I often discuss with other chemist(s) about QSAR.
And sometime they told me …”QSAR is useful tool for drug discovery, but I don’t understand it. Because QSAR model (i.e. ML) is hard to understand why the compound is good ?”
Hmm, I agree his opinion.
SVM, NB, RF etc are very useful but these models are black box. So, it difficult to understand effect of substructures to the moldes.

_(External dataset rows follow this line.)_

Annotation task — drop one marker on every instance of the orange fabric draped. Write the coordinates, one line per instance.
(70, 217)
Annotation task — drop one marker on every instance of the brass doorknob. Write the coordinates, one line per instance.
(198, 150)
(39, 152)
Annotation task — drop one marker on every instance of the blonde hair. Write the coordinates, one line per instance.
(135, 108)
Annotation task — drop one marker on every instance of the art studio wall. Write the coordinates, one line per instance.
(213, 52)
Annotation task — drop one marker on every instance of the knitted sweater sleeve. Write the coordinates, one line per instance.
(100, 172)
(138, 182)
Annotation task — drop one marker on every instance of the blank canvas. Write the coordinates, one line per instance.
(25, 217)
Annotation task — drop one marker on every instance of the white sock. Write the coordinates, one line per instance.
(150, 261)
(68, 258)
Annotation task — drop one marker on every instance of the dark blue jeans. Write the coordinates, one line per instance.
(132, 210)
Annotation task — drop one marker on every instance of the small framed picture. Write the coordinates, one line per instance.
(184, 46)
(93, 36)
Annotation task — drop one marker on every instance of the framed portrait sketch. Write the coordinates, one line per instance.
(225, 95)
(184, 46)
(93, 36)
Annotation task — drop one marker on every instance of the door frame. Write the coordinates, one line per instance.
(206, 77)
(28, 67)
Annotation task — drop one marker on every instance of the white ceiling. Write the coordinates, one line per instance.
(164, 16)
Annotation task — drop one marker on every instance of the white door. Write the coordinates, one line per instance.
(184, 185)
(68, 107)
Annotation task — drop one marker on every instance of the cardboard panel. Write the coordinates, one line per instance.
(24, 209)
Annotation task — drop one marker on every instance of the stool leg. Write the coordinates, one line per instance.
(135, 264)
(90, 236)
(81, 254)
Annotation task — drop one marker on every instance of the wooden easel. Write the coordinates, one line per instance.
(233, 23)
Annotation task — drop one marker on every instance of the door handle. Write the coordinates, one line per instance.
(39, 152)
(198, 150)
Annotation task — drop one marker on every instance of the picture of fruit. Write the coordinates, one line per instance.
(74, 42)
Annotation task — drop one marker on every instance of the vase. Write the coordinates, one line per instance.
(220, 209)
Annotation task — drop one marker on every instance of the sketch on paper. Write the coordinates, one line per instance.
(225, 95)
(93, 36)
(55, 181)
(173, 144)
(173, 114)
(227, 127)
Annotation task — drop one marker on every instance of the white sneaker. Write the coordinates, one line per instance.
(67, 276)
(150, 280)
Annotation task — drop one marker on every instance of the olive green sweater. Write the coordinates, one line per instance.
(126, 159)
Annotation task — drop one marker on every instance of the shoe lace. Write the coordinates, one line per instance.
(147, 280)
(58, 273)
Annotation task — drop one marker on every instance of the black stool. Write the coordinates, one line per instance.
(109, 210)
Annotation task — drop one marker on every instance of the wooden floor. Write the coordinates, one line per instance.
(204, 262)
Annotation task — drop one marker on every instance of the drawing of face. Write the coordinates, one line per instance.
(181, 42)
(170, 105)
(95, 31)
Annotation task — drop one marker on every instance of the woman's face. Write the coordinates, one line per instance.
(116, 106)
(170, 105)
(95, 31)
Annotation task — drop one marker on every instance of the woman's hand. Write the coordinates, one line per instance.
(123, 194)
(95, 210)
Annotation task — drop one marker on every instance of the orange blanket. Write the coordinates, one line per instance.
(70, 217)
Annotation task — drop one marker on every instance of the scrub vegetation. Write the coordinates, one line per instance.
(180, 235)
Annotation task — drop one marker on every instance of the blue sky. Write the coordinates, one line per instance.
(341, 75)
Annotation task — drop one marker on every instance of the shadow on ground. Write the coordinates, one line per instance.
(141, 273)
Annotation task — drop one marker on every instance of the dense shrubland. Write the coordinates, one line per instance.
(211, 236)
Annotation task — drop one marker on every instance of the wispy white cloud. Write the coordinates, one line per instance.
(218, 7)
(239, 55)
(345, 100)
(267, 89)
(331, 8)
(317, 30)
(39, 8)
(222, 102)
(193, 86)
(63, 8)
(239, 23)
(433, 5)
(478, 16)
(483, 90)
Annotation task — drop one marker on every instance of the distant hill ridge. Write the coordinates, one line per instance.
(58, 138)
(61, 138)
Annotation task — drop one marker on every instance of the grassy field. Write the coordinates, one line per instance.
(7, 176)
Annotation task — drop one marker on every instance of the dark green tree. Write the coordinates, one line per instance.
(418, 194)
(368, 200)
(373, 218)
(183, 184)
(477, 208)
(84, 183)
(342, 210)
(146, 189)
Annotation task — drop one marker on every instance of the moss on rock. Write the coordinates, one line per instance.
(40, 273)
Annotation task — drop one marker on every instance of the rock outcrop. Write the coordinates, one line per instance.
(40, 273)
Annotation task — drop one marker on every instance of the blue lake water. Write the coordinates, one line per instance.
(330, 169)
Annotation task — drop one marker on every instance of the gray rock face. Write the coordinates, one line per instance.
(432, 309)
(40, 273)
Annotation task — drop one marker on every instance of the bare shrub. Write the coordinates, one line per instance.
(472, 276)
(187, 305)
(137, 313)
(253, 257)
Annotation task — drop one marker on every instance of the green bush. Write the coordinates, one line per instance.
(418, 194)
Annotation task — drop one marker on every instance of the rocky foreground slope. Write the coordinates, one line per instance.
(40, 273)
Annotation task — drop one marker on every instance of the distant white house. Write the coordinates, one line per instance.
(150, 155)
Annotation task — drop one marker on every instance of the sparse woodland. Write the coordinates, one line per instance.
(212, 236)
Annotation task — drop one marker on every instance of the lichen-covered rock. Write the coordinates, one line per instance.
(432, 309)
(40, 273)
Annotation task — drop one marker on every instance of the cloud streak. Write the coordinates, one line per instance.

Jürgen Bajorath et al. challenged to solve the gap and published interesting paper in J. Chem. Inf. Model.
They described in the paper…
understanding why a compound has undesirable ADME cahracterisitcs is just as important as knowing that it(ADME prediction) does.
I like this phrase.
They developed python library named nbvis that depend on scikitlearn and matplotlib.
The library can visualise contribution of each features of vectors.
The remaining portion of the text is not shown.